Сестра Бриджет-Мэри из приходской школы Святого Альфонса рассказывала Джерри, что девочка просто прелесть и в отличие от черноволосой Дейрдре блондинка. Отец Лафферти позволил матери лишь один раз поцеловать ребенка и тут же унес его.

От этих слов Риту пробрала дрожь. Так люди целуют покойника, прежде чем закрыть крышку гроба. Подумать только! Сказать: «Поцелуй твое дитя» – и навсегда лишить малышку материнской ласки!

Стоит ли удивляться, что Дейрдре помутилась рассудком и ее прямо из родильного отделения отправили в лечебницу.

– В этой семье такое не впервые, – покачав головой, сказал Рэд Лониган. – Лайонел Мэйфейр умер в смирительной рубашке.

Рита спросила, о ком идет речь, но свекор не ответил.

– С ней нельзя так обращаться, – сокрушенно произнесла Рита. – Дейрдре такая милая и ласковая. Ведь она и мухи не обидит.

Как только Рита узнала, что Дейрдре наконец снова вернулась домой, она в первое же воскресенье отправилась к мессе в часовню, находившуюся в Садовом квартале. Там молились преимущественно богатые люди, не посещавшие ни одну из двух больших приходских церквей на Мэгазин-стрит: церковь Святого Альфонса и церковь Святой Марии.

Рита пошла к десятичасовой мессе, решив про себя, что если не встретит Дейрдре в часовне, то на обратном пути непременно заглянет в особняк Мэйфейров. К счастью, этого не понадобилось, поскольку Дейрдре была на службе в сопровождении мисс Белл и мисс Милли. Слава богу, с ними не было мисс Карлотты.

Выглядела Дейрдре ужасно – сущий призрак, как сказала бы мать Риты. Под глазами Дейрдре темнели круги. На ней было старое, лоснящееся габардиновое платье, да еще и с подкладными плечиками. Оно совершенно ей не шло и, должно быть, принадлежало кому-то из теток.

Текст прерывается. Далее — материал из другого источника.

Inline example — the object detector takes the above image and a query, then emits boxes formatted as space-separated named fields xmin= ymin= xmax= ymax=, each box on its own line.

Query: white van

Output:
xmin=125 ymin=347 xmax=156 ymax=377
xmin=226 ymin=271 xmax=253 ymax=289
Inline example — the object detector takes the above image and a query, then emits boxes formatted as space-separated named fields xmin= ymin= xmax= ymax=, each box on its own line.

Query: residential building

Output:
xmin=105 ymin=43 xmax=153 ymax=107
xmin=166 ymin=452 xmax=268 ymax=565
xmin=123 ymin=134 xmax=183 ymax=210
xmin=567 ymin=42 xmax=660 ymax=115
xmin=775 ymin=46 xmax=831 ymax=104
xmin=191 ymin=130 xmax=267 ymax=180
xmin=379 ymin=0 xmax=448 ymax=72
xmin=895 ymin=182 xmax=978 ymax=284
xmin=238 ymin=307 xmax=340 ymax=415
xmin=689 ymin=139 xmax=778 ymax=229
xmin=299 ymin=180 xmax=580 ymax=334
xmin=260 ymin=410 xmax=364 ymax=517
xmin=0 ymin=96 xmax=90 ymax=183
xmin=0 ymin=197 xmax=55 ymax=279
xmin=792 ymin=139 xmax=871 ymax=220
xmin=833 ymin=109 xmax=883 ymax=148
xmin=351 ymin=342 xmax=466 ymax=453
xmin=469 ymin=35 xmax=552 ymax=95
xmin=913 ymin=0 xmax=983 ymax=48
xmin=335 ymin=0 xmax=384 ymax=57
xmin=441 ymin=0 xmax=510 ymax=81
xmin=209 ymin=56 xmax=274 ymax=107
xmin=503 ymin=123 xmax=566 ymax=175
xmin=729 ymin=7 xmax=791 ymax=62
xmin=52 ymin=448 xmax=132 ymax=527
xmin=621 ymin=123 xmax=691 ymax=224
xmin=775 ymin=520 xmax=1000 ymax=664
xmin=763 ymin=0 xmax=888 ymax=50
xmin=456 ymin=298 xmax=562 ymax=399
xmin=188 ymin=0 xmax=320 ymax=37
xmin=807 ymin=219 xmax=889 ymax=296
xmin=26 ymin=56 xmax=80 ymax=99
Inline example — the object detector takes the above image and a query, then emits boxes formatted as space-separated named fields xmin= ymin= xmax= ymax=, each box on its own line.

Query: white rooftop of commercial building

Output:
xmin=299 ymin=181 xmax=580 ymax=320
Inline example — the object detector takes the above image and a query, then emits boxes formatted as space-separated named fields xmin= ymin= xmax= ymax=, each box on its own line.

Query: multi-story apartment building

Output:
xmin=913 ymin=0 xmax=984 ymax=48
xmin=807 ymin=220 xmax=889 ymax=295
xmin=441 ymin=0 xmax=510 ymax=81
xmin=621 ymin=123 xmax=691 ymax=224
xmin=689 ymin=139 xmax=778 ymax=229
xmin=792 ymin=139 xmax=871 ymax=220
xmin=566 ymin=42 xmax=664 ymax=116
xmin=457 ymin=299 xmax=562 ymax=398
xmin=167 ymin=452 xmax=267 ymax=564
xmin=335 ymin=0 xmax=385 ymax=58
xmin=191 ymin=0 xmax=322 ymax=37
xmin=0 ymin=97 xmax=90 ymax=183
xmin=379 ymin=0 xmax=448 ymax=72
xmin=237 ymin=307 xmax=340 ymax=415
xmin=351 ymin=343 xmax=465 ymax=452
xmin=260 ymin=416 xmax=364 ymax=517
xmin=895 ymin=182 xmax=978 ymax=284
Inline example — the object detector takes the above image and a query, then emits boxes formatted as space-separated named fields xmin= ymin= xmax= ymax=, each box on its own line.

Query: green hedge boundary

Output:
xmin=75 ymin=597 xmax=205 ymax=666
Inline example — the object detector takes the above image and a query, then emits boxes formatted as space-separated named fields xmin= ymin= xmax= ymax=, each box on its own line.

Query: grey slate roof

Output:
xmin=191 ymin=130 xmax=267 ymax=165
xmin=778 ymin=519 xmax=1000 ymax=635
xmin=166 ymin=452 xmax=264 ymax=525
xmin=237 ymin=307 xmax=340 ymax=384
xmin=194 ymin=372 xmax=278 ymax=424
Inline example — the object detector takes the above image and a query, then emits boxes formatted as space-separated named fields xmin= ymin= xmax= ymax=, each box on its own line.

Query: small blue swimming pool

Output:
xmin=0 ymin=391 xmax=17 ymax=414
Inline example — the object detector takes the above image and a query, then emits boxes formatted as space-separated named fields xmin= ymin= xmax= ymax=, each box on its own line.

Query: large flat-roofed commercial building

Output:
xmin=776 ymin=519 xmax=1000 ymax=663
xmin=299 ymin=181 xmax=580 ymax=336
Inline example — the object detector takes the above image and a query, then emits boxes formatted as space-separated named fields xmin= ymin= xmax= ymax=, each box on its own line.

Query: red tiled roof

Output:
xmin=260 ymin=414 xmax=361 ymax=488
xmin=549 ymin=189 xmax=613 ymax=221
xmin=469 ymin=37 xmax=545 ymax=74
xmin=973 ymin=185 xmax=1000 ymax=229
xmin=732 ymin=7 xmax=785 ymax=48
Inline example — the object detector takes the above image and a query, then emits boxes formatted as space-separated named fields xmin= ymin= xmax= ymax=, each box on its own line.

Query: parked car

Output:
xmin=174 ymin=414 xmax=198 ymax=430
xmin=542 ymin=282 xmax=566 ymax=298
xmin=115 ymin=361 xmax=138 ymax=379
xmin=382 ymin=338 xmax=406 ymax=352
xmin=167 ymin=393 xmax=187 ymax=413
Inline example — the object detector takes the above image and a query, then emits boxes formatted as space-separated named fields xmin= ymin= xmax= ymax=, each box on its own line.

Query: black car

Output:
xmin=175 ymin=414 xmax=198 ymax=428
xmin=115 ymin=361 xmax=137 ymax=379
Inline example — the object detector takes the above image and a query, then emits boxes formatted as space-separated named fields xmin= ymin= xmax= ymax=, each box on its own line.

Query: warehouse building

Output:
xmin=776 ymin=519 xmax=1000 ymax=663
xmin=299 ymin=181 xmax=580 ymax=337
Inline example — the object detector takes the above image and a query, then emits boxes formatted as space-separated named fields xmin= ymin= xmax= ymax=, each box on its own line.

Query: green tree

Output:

После мессы, когда Дейрдре вместе с ни на минуту не оставлявшими ее одну тетушками спускалась по мраморным ступеням, Рита набралась смелости и бросилась следом.

Удивительная улыбка Дейрдре осталась прежней, но когда она попыталась заговорить, то не смогла произнести ни слова и лишь едва слышно выдохнула:

– Рита Мей!

Рита наклонилась, чтобы поцеловать подругу.

– Диди, я пыталась сделать то, о чем ты меня тогда просила, – тихо прошептала она. – Но мне так и не удалось разыскать того человека. От карточки почти ничего не осталось.

Ответом ей был лишь отсутствующий взгляд широко раскрытых глаз. Такое впечатление, что Дейрдре вообще не поняла, о чем идет речь. Неужели забыла? Хорошо, что хоть тетушки не обращали на них внимания. Мисс Белл и мисс Милли обменивались приветствиями с другими прихожанами. Впрочем, старая мисс Белл давно уже вообще ничего не замечала.

Но тут Дейрдре словно вдруг вспомнила, и на лице ее вновь появилась та же необыкновенная улыбка.

– Не переживай, Рита Мей… – мягко сказала она, коснувшись пальцев Риты, а потом наклонилась и поцеловала ее в щеку.

Но тут подошла мисс Милли:

– Нам пора идти, дорогая.

«Не переживай, Рита Мей…» – в этих словах была вся Дейрдре Мэйфейр – самая прекрасная девушка из всех, кого Рита когда-либо знала.

Вскоре после их встречи Дейрдре опять попала в лечебницу. Люди видели, как она босиком разгуливала по Джексон-авеню и разговаривала сама с собой. А еще через какое-то время до Риты дошли слухи, что Дейрдре поместили в психиатрическую лечебницу в Техасе, что она «неизлечимо больна» и никогда не вернется домой.

Когда умерла старая мисс Белл, Мэйфейры, как всегда, обратились к «Лонигану и сыновьям». Возможно, мисс Карл даже не помнила о стычке с невесткой владельца похоронного бюро. На церемонию съехались родственники со всех концов страны, но Дейрдре среди них не было.

Рэд Лониган терпеть не мог старое Лафайеттское кладбище, где на каждом шагу попадались полуразрушенные от времени могилы, в глубине которых виднелись сгнившие гробы и даже кости. После каждой церемонии похорон на этом кладбище он чувствовал себя совершенно больным и разбитым.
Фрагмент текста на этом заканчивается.